Northern Flicker (Colaptes auratus)
Flickers are familiar birds, but many people don’t realize they are a woodpecker, as they see them hopping around on the ground rather than inching up a tree trunk like a typical member of their family.
KINGDOM Animalia - PHYLUM Chordata - CLASS Aves - ORDER Piciformes - FAMILY Picidae
They are on the ground because their primary food is ants, and they capture many of them on the ground. The need to be camouflaged during their long periods on the ground is probably why flickers are brown rather than the black and white of most other woodpeckers.
Flickers are nevertheless woodpeckers in all ways, with a long, pointed bill for excavating wood; a long tongue with barbed tip for extracting insect prey from holes; four sharp-clawed toes that extend in all four directions and hold the bird firmly onto a tree trunk yet allow movement in any direction; and stiff, pointed tail feathers for propping against that trunk.
Flickers use their bill to excavate a nesting hole, usually well up in a dead tree. They lay their six to eight white eggs in the spring and incubate them for about 12 days. The nestlings hatch blind and helpless, but they grow rapidly as each adult returns from a foraging trips about once every hour to feed them with insects of all kinds but especially ant larvae and pupae. In a little less than a month, the young fledge and never return to the nest.
The sexes of flickers are easily distinguished by the male’s red malar stripes (“whiskers”). Our breeding flickers with vivid reddish coloration under their wings and tail are resident in the Puget Sound area, but in winter small numbers of flickers move down from Alaska, and they have yellow under their wings and tail. Seeing one of these individuals reminds you of the annual migration that is so characteristic of birds.

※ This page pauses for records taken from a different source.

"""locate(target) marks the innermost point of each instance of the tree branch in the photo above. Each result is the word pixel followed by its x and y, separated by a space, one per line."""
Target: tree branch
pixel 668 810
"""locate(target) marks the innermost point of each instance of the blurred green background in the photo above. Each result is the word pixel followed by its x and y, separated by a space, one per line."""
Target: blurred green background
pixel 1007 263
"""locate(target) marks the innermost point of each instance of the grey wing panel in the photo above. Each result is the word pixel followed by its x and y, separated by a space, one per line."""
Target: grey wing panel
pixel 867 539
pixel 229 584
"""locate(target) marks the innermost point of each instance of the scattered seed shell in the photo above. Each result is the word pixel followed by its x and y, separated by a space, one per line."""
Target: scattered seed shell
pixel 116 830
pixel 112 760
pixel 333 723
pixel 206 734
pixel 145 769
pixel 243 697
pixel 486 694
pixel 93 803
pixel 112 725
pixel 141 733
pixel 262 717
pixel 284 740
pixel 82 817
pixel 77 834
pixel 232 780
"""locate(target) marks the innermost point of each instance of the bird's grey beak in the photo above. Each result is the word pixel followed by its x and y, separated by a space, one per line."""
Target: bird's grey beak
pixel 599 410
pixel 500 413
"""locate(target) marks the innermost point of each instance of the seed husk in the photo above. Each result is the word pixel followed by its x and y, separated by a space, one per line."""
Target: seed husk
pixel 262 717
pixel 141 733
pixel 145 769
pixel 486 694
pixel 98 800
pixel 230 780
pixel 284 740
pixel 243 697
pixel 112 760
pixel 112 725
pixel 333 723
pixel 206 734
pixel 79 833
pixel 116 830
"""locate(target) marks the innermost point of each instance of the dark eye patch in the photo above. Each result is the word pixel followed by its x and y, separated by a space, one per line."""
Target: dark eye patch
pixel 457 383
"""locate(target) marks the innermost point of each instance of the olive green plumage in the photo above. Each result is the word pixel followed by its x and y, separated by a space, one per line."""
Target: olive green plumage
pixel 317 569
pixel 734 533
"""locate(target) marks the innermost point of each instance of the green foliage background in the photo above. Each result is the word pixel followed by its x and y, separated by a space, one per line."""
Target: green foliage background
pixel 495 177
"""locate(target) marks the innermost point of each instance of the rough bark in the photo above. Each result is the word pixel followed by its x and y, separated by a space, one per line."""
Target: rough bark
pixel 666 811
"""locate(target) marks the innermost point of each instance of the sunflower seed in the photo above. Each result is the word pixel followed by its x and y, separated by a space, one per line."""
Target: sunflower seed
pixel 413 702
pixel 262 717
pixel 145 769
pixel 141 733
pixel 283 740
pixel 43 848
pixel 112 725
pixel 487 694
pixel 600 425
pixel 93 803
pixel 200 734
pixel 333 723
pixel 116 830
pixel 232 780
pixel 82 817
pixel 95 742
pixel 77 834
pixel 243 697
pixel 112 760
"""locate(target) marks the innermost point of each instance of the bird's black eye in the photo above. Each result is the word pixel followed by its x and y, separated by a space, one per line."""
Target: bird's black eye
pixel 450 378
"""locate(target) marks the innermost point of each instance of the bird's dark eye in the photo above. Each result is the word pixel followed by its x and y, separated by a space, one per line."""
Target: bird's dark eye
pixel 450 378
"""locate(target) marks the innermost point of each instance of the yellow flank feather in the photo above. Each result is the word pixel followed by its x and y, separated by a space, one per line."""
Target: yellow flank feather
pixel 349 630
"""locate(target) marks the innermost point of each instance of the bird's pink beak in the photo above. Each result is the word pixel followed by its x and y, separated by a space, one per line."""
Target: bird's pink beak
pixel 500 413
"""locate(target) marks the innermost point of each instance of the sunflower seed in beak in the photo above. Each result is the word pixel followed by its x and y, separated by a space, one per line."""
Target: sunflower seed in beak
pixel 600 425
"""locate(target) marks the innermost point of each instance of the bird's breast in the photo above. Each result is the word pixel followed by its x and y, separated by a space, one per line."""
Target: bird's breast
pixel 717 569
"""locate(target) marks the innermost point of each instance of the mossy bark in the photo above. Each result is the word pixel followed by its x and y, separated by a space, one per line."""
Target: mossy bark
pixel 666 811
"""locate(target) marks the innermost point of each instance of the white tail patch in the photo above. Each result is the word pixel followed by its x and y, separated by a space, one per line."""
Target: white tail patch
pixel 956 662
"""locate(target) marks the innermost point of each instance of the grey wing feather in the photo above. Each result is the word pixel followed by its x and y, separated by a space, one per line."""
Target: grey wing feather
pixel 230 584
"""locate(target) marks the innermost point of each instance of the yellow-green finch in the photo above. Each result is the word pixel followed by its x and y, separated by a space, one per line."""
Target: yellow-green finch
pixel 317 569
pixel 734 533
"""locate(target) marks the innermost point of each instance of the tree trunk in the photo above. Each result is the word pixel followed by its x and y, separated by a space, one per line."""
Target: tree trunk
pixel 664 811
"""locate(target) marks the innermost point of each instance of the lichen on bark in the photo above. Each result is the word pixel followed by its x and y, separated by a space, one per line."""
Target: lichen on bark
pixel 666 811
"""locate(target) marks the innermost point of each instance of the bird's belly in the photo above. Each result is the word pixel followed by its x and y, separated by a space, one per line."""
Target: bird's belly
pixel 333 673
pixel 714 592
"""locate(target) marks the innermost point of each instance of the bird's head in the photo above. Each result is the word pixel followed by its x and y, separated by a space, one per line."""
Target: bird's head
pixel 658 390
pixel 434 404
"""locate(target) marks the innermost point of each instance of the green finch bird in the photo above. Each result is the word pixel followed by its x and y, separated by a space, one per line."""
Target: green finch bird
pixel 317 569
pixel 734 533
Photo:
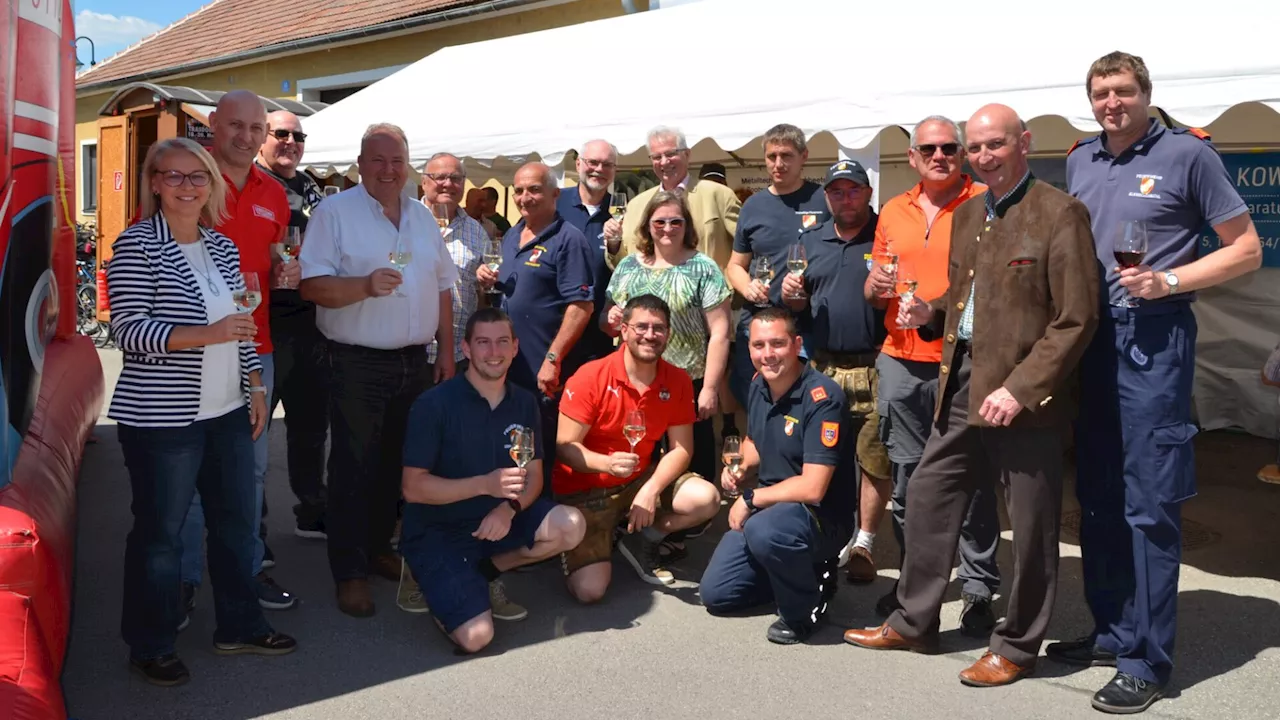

Flickers are generally well loved, but in spring that love can turn to hate when male flickers begin to signal their territories by persistent and loud drumming on any suitably resonant substrate, including parts of houses. Such sounds coming from right outside a window can be irritating even to the most dedicated bird lover. Worse, some sections of wooden houses are irresistible to flickers as potential nest sites.